To make a diagnosis, your GP will look at your medical history and carry out a physical examination. Your GP inquire about any history of anal abscesses or conditions which affect your bowels, such as Crohn’s disease, as these conditions can sometimes lead to an anal fistula. Your GP will inspect your anal region to see if there are physical signs of a fistula. The opening of a fistula normally appears as a red, inflamed spot, which is often oozing pus. After diagnosis
Investigations by your Specialist
After your physical examination you may need proctoscopy, sigmoidoscopy or camera examination of large bowel and rectum. You may also require examination under anaesthetic (EUA) for further assessment of fistula.
Proctoscopy or Anoscopy
This instrument is lubricated and is passed a few inches into your rectum. An anoscope has a light on the end, which allows the person using it to see the entire anal canal. It is also able to take small tissue samples (biopsy).
this involves having a special solution injected into your fistula. You will then have an x-ray, which shows the path taken by the fistula.
Magnetic resonance imaging (MRI)
Scan this scan uses magnetic and radio waves to produce detailed images of the inside of your body. The test is safe and does not involve radiation. It is contraindicated in patients with cardiac pace makers.
Very few anal fistulas are able to heal by themselves, so surgery is usually necessary. The main aim of treatment for an anal fistula is to heal the fistula with as little effect on the anal sphincter muscles (the ring of muscles that open and close the anus) as possible. Damage to the sphincter muscles could cause transient incontinence problems in the future in rare cases incontinence may be permanent.

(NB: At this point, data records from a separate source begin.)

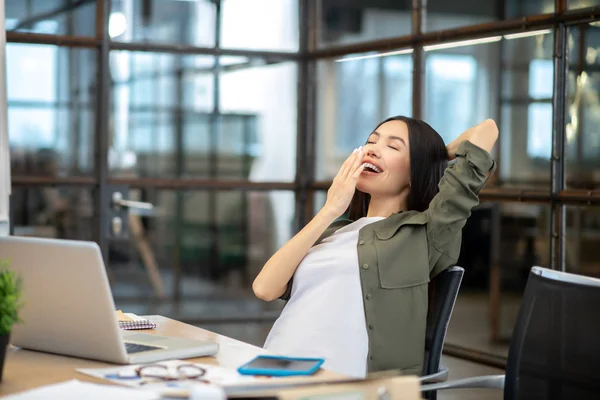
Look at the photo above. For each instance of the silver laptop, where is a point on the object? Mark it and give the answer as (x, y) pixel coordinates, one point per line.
(68, 306)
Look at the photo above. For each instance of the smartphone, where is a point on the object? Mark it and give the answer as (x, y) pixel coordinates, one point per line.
(281, 366)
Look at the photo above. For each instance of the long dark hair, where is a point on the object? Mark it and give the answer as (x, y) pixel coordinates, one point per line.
(428, 161)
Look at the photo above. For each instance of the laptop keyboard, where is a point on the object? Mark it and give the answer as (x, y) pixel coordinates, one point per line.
(136, 348)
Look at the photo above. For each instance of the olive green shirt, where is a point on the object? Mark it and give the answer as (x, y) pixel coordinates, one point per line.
(400, 254)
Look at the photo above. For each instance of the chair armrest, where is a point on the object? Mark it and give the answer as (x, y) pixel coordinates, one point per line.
(440, 376)
(478, 382)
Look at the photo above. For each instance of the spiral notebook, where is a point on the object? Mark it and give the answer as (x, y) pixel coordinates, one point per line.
(128, 321)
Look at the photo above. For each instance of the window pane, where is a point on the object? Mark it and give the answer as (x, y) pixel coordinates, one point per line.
(187, 22)
(349, 21)
(448, 15)
(260, 135)
(52, 212)
(583, 114)
(51, 94)
(464, 84)
(583, 3)
(51, 17)
(160, 97)
(225, 239)
(583, 240)
(381, 87)
(523, 241)
(260, 24)
(526, 131)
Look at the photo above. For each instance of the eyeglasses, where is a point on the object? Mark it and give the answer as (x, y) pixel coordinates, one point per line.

The main surgical procedure used to treat a fistula is a fistulotomy. During this procedure, the surgeon will cut open the fistula, whilst you are under general anaesthetic, and then scrape and flush out its contents. The fistula is then laid open and flattened out. After 1-2 months, the fistula will heal into a flat scar. To access the fistula, your surgeon may have to cut a small portion of the anal sphincter muscle. Fistulectomy patients may be discharged on the same day or may require admission for a few days depending on complexity of fistula surgery. Some patients may require a second stage procedure.
It can be painful to move around soon after the operation, but after approximately one week, any pain and discomfort should ease. Most people make a full recovery after two to six weeks, but if the fistula was particularly complicated, it can take up to year for it to heal completely.
Fibrin glue or collagen plug
This is a new technique and the results are unpredictable. Most cases of anal fistula will require surgery, however, in some cases you may be able to have the fistula sealed with a special type of glue made from protein. This means the fistula will not have to be cut open. The glue is injected through the opening of the fistula, and then stitched closed. A fistula can also be sealed using a small plug made of collagen and then stitched closed
Treatment with Seton
Seton is a safe and effective way of treating complex anal fistulae. This involves a general anaesthetic and insertion of a thin tube or suture through a fistula tract and tieing the ends together outside of the body. The seton is replaced or tightened overtime, gradually cutting through the sphincter muscle and goes healing as it goes. This option minimise scarring but can cause incontinence in a small number of cases. The seton can remain in place until the fistula is completely cured. The process my sometimes involve 1-5 procedures and may take from two months to a year to cure the problem. Anal fistula can recur after primary treatment.